Ein Glücksfall für ihn, als er nach Neubrandenburg in einen höheren
Stab als Redakteur berufen wird. Er beginnt ein Fernstudium als
Diplomjournalist an der Karl-Marx-Universität in Leipzig. Inzwischen
ist er längst glücklich verheiratet.
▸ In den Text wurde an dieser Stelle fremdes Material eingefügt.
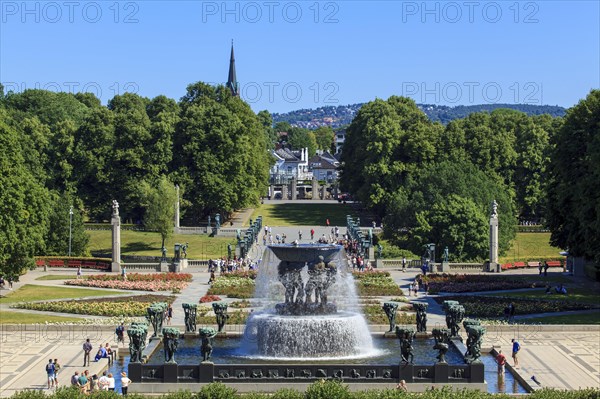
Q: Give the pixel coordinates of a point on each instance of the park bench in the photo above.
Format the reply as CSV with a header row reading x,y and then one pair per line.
x,y
506,266
554,263
56,263
74,263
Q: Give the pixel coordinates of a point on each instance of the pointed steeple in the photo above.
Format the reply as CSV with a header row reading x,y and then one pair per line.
x,y
232,82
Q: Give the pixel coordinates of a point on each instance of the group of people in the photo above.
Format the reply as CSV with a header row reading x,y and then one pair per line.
x,y
106,382
501,359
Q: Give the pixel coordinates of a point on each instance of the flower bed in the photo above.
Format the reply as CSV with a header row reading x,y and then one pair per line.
x,y
209,298
376,284
471,283
184,277
130,306
375,315
233,287
488,306
158,285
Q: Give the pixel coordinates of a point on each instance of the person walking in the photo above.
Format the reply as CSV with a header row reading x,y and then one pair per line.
x,y
87,348
501,360
56,368
516,350
50,371
124,383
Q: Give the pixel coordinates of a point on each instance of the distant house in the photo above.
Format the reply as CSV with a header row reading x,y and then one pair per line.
x,y
290,164
324,166
340,138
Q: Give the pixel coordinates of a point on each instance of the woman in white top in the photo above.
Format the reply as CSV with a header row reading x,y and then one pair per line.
x,y
111,382
124,383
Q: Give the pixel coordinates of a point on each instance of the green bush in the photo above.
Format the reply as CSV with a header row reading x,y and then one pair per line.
x,y
287,393
216,390
327,390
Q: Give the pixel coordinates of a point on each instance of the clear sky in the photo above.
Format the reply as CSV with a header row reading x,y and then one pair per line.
x,y
306,54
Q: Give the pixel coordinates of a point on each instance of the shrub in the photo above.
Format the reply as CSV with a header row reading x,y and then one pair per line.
x,y
327,390
216,390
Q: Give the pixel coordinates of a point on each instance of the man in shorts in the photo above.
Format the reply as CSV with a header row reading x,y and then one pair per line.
x,y
516,349
50,371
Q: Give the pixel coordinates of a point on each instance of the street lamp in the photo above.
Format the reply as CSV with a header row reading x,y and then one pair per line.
x,y
70,228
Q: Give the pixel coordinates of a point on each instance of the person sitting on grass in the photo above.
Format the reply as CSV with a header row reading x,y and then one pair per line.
x,y
101,353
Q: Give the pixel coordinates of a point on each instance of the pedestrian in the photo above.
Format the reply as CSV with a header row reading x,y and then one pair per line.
x,y
124,383
169,314
402,384
56,368
75,379
516,349
501,360
50,371
103,382
511,313
111,382
87,348
120,331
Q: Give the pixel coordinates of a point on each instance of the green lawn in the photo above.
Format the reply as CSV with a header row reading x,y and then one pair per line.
x,y
577,318
530,246
57,277
30,292
303,214
8,317
579,295
149,244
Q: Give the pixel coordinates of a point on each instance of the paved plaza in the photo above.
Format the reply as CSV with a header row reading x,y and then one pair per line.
x,y
564,357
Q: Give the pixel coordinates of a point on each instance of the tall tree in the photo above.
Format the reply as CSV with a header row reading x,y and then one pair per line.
x,y
573,210
159,201
24,205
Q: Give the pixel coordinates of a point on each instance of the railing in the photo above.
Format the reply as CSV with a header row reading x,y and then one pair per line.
x,y
142,267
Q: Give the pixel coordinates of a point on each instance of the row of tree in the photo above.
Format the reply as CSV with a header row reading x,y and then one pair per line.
x,y
60,150
434,184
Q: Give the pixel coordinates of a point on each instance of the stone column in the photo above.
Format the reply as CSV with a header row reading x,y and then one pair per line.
x,y
494,237
294,188
315,188
177,211
116,238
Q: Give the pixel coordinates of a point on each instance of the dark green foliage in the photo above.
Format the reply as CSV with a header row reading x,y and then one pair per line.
x,y
573,191
327,390
216,390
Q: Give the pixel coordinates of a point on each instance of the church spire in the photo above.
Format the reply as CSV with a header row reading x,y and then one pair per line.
x,y
232,82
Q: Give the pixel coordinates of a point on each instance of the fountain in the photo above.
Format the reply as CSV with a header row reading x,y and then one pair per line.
x,y
319,315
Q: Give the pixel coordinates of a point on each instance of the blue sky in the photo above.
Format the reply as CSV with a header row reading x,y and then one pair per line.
x,y
306,54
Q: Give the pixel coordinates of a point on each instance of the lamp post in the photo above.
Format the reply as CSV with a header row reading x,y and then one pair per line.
x,y
70,228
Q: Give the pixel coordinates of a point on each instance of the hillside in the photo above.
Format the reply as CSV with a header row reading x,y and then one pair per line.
x,y
341,115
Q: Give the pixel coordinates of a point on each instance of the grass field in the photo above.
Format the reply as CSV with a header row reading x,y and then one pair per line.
x,y
8,317
30,292
576,318
579,295
303,214
52,277
149,244
530,246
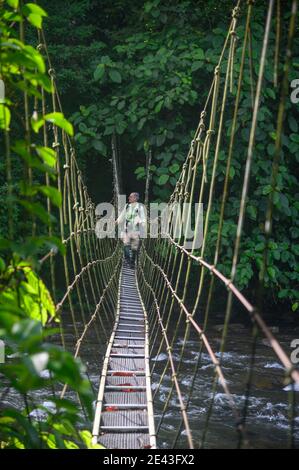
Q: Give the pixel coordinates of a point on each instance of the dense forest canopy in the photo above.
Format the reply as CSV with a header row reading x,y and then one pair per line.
x,y
138,72
123,68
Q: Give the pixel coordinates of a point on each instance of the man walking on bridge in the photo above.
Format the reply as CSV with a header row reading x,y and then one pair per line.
x,y
134,219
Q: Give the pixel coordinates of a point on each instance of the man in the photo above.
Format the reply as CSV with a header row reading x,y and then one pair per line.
x,y
134,219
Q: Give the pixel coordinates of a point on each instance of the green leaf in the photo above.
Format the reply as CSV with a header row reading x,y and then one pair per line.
x,y
34,14
99,72
174,168
52,193
271,272
13,3
293,124
115,75
163,179
58,120
100,146
47,154
159,106
38,210
5,117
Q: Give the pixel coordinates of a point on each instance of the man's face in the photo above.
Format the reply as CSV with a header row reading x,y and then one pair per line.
x,y
132,198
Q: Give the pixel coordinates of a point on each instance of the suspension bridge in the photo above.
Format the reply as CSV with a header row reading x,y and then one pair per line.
x,y
139,314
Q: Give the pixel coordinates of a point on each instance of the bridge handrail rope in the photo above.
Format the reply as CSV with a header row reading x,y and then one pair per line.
x,y
92,267
155,255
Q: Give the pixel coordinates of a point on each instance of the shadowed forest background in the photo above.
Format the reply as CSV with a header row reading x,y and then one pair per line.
x,y
139,70
136,73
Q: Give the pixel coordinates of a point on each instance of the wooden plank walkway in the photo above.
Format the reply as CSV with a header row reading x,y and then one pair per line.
x,y
124,409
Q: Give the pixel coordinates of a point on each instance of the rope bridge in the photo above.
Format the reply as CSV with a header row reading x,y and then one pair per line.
x,y
167,302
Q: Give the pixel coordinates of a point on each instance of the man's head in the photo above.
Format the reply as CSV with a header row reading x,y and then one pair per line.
x,y
134,197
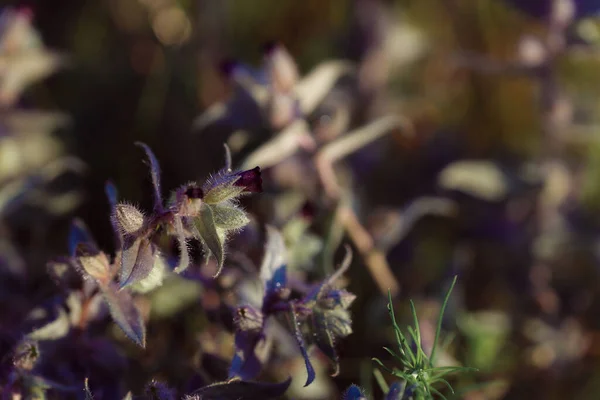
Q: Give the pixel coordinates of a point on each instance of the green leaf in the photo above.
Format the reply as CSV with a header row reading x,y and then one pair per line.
x,y
125,313
154,279
207,232
229,217
439,324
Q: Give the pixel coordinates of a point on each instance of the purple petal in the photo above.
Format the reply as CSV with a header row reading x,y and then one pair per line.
x,y
300,340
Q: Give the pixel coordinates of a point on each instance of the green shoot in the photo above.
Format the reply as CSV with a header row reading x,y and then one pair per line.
x,y
416,369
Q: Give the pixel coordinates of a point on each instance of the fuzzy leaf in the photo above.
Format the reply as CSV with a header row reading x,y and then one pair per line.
x,y
229,217
243,390
395,392
127,218
222,192
272,269
324,339
354,393
93,263
79,233
154,279
300,340
208,234
26,355
137,260
53,330
112,193
125,313
184,255
155,172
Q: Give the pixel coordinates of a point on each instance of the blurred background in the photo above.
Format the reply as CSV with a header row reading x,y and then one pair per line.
x,y
497,184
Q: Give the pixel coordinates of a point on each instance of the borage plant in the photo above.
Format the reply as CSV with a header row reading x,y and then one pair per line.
x,y
417,371
320,313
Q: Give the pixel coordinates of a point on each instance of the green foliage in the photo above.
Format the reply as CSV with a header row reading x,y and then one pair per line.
x,y
416,369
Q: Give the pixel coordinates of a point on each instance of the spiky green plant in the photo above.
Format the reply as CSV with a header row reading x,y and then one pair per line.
x,y
416,370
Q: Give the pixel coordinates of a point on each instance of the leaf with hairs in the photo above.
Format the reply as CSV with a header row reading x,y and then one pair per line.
x,y
229,217
125,313
137,260
207,232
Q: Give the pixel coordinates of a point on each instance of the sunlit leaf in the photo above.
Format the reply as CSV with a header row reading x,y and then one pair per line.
x,y
272,269
303,350
324,339
184,255
208,234
137,260
127,218
229,217
93,263
125,313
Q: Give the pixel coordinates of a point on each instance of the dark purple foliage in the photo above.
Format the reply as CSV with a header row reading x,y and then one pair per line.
x,y
543,8
250,180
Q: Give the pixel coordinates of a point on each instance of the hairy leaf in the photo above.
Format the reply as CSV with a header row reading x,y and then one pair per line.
x,y
208,234
137,260
324,339
184,255
125,313
272,270
354,393
93,263
127,218
229,217
154,279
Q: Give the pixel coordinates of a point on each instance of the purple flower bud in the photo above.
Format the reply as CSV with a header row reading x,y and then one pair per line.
x,y
250,180
248,319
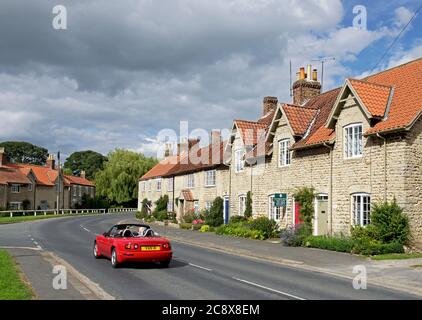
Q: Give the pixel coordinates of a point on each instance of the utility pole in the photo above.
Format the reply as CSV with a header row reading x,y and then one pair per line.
x,y
323,60
58,181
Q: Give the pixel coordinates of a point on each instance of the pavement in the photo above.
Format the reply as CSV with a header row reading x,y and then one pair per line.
x,y
197,271
405,275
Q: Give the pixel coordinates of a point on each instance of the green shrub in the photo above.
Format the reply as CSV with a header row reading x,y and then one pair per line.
x,y
161,204
390,223
248,210
306,197
266,226
186,226
236,219
240,230
341,244
215,218
189,216
160,215
295,236
204,228
197,226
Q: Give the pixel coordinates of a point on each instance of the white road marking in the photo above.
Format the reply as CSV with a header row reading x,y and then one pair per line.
x,y
269,289
200,267
38,248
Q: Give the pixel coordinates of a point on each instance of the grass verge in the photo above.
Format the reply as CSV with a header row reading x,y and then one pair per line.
x,y
12,287
397,256
5,220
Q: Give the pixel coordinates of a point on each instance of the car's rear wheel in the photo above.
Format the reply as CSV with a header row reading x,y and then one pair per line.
x,y
97,255
114,262
165,264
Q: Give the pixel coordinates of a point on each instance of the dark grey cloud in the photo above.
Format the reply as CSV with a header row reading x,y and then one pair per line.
x,y
126,69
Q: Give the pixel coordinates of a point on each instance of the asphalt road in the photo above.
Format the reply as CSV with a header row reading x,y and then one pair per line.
x,y
195,273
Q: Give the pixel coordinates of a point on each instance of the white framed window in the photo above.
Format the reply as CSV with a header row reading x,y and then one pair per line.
x,y
361,209
170,206
208,205
158,181
170,184
196,207
210,178
15,188
274,213
353,141
242,205
190,181
239,162
284,157
15,205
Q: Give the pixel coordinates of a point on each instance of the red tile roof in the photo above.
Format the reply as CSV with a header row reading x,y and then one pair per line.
x,y
187,195
374,96
46,176
161,168
197,159
78,180
250,130
299,117
11,175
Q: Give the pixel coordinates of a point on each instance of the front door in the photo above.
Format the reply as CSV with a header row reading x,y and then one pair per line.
x,y
226,210
322,215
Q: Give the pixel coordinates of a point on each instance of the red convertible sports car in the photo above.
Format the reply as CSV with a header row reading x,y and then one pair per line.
x,y
132,242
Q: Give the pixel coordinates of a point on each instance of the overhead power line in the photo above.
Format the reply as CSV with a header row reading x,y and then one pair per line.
x,y
397,38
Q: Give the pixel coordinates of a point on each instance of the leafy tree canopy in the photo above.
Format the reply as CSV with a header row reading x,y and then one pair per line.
x,y
118,181
89,161
24,152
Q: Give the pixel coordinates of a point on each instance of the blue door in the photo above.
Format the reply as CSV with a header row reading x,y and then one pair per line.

Die Höhen und Tiefen eines
Militärjournalisten – die zwingen ihn, vieles neu zu überdenken.
Vor allem als einstiger Ausbilder gelingt es ihm, die Probleme der
Soldaten immer besser zu verstehen und sie bildhaft zu schildern.
Die spätere
Arbeit als Abteilungsleiter in der Wochenzeitung „Volksarmee“
macht ihm nicht nur Spaß, er nimmt auch Stellung gegen
Ungereimtheiten, was ihm nach der Entlassung aus dem aktiven
Armeedienst und der Tätigkeit als Journalist im Fernsehen der DDR
nicht nur böse Blicke einbringt. So fährt er im September 1989
seiner Tochter nach Ungarn hinterher, um herauszukriegen, weshalb sie
mit ihrem Partner abgehauen ist; er gibt ihr dabei das Versprechen,
sie in keiner Weise als Tochter zu verurteilen. Nach seiner Rückkehr
wird er mit einer Parteistrafe gerügt, die Wochen später angesichts
der vermeintlichen Verstöße und Fehler durch die Politik nicht mehr
relevant scheinen und wieder gestrichen wird. Auf Unverständnis
stößt er auch bei seinen Mitarbeitern, als er nach der Teilnahme an
der Dokumentarfilmwoche1988/89 in Leipzig angeblich nicht die
erwarteten Schlußfolgerungen zieht.
Nach der
Wende: Versuche, arbeitsmäßig Fuß zu fassen, u.a in Gran Canaria
und in einer Steuerfirma. Die Suche nach Alternativen, günstiger zu
wohnen, sowie die Sehnsucht nach Ruhe führt das Ehepaar nach
Schweden.
Episoden aus dem
Dorfleben und von vielen Begegnungen, so z.B. bei der
Geburtstagsfeier einer siebzigjährigen Schwedin, machen den Alltag
und die feierlichen Momente in der „Stille“ nacherlebbar. Keine
der in der DDR erlebten Widersprüche und politischen
Unterlassungssünden wirft den überzeugten Humanisten aus der Bahn,
wogegen die Kapitaldiktatur mit ihren hörigen Medien, politische
Manipulationen und Lügen im angeblich so demokratischen Deutschland
ihn aufbringen – er bleibt ein Suchender!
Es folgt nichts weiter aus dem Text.